3.2.10

MIS EN SCENE.

Desde ontem tenho um novo vizinho. O sujeito, que nos cumprimenta quando passamos por ele resolveu se instalar na entrada de uma passagem que liga a rua lateral do prédio onde estou morando com a da entrada principal. De manhã cedo, quando saio para ir ao curso ele já está de pé, dobrou seus pertences, encostou seu colchão na parede e saúda todo mundo. Sua cama é como um saco de dormir, com zíper e tela para respirar. O número de gente que vive na rua aqui em Paris é muito grande, bem como de tipos que falam sozinhos enquanto caminham ou no metrô. Hoje quando voltava para casa observei um sujeito que fazia anotações num pequeno bloco. Suas anotações eram traços, como um desses quadros gráficos que demonstram por exemplo o acréscimo ou a variação da inflação. Mais nada. Nenhum número, ou palavra.
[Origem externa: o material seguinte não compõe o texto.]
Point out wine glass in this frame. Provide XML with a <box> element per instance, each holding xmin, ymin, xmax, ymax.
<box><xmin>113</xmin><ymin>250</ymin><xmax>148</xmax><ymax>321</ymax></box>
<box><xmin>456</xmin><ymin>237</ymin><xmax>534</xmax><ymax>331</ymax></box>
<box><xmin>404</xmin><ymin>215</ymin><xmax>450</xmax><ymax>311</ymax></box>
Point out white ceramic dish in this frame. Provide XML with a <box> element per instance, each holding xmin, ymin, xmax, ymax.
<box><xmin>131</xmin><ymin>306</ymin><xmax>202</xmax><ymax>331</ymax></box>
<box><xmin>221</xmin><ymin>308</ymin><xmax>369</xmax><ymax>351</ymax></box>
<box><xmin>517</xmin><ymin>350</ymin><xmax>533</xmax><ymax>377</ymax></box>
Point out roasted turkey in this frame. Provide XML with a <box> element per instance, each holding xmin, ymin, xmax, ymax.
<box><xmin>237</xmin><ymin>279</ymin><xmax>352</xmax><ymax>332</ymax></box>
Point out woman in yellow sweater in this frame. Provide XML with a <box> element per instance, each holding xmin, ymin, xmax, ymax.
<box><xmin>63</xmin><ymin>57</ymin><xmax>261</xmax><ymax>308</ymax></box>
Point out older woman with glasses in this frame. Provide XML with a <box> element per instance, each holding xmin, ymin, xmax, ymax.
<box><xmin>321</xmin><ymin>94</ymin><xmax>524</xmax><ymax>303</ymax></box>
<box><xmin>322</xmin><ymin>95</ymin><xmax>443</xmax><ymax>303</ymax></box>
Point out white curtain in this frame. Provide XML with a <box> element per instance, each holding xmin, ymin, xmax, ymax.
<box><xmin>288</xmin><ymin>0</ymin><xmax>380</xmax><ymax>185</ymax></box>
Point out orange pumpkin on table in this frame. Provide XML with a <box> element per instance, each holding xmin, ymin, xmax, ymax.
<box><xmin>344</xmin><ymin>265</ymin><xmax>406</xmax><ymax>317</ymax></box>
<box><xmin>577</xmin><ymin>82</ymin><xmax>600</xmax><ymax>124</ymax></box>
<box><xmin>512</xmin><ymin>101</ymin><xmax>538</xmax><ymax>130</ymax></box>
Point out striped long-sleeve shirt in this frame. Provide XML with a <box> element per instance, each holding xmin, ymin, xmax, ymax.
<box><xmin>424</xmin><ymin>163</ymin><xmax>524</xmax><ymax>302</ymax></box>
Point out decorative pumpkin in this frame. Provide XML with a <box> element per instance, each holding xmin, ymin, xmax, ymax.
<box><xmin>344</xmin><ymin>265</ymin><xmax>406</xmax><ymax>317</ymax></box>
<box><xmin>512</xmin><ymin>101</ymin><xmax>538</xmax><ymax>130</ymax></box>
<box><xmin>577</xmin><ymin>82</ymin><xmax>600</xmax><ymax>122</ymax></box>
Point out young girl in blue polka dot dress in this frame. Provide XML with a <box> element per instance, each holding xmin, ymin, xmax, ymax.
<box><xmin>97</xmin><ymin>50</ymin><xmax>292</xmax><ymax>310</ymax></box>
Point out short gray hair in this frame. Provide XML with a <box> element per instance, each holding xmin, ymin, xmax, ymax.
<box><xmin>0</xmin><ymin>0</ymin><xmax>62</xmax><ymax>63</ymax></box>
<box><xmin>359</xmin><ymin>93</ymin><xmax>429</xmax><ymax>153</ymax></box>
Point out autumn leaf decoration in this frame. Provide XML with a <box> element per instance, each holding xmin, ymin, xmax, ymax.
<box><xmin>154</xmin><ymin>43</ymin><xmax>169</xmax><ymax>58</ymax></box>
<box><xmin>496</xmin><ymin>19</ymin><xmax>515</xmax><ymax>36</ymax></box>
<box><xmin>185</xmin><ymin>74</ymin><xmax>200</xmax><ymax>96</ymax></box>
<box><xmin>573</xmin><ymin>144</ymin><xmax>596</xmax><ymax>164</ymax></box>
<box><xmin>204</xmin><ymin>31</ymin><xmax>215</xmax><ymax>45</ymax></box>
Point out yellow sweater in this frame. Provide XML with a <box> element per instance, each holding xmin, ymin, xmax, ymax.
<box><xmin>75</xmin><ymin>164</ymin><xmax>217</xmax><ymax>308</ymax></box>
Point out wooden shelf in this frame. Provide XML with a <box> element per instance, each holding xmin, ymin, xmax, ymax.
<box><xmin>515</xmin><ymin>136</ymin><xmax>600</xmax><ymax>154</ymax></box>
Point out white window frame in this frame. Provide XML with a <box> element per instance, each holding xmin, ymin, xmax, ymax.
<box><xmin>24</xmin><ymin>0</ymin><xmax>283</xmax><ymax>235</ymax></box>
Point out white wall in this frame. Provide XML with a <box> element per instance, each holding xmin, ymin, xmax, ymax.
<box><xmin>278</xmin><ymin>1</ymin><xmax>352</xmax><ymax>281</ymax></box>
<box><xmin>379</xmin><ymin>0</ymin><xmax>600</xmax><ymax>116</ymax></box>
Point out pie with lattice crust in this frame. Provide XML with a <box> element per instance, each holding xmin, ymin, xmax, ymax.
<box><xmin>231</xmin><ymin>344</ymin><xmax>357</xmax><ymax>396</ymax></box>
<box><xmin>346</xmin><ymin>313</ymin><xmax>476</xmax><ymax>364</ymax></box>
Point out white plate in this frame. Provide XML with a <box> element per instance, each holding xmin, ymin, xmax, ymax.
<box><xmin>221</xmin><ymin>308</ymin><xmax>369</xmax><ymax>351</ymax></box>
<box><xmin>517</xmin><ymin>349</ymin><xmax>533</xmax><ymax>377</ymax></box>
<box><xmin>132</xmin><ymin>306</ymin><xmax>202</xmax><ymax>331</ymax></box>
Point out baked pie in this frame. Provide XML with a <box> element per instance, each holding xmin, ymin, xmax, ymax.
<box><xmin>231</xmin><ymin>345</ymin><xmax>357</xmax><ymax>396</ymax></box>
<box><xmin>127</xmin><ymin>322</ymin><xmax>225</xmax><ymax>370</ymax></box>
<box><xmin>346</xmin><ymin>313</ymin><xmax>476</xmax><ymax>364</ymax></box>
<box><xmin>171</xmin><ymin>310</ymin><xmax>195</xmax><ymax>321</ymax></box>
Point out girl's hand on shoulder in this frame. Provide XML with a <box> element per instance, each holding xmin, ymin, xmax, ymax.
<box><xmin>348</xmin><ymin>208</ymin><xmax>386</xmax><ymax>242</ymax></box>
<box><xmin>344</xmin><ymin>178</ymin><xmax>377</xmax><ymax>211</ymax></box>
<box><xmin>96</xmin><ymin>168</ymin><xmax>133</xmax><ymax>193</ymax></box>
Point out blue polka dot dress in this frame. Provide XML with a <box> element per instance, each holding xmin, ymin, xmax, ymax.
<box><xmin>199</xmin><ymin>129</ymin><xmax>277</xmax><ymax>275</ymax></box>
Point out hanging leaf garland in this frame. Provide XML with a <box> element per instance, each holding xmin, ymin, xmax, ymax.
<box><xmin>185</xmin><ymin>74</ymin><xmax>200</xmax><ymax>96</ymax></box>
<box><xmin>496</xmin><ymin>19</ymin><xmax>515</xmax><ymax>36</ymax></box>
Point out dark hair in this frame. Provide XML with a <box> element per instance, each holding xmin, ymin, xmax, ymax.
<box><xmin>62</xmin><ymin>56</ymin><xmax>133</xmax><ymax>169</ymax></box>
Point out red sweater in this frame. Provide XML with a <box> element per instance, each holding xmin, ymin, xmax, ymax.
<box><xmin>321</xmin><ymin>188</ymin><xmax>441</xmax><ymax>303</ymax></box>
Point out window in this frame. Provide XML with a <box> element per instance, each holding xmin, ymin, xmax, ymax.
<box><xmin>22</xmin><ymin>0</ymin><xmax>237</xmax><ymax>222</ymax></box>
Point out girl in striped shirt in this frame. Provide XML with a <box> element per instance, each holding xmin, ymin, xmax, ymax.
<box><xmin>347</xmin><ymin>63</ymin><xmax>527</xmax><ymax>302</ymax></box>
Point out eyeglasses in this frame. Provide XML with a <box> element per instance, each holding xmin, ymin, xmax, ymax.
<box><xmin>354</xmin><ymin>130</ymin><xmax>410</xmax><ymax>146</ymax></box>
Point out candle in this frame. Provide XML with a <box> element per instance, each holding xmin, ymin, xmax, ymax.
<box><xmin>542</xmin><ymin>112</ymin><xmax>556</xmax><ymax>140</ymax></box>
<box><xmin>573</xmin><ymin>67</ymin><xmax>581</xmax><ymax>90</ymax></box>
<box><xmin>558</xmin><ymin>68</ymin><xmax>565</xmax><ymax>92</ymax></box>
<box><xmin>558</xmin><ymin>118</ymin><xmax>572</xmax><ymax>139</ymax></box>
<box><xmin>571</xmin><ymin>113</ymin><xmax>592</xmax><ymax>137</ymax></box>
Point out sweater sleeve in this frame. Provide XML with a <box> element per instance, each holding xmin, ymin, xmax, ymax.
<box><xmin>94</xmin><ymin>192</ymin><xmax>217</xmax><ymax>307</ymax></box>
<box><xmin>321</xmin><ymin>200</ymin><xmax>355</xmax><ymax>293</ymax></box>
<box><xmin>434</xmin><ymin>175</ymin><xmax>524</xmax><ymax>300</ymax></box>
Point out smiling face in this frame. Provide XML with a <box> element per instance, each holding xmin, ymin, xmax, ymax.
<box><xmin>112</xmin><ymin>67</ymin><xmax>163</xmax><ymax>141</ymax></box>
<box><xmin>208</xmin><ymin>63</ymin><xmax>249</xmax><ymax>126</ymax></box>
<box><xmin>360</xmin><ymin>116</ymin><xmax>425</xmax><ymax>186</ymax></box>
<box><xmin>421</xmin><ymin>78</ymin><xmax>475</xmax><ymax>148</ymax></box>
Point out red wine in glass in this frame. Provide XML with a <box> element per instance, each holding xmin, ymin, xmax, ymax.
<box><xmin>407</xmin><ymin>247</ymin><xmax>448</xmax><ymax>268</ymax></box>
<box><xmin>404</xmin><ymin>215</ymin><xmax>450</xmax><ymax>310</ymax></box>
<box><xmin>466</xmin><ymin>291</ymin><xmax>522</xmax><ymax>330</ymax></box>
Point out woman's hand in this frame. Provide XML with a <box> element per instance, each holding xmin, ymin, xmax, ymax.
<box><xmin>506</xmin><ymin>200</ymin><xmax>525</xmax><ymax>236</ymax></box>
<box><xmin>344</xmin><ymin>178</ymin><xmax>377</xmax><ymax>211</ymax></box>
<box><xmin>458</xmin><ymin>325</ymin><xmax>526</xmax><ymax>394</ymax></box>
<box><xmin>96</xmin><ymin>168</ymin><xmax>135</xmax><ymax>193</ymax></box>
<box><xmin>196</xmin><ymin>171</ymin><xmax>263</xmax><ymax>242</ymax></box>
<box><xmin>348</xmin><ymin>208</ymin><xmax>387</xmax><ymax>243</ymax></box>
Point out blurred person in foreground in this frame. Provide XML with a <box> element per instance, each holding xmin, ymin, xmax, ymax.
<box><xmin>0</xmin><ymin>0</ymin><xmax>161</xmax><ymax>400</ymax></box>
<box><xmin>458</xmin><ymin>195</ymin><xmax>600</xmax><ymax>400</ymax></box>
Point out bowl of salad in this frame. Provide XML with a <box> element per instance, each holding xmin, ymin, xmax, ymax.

Riscos para cima e para baixo.


Ontem assisti a uma aula de história da arte na Sorbonne. O professor, um sujeito de meia idade, não se deixou incomodar com dois alunos que se ocupavam com seus celulares. Calmamente, com sua voz de veludo, explicou a pintura Flamenga de Pieter Brueghel, fez anotações no quadro negro e a projeção de um filme. Quase no final da aula passou a fazer perguntas. Escolheu exatamente os sujeitos que haviam se distraído com os teclados de seus telefones. Blasé, bem despachado e sem alterar o tom da voz, expôs a ignorância dos rapazes. Depois agradeceu a quem ouviu suas explicações e encerrou a aula. Foi aplaudido por quase todos alunos, exceto pelos dois, que voltaram a fuçar os teclados de seus celulares.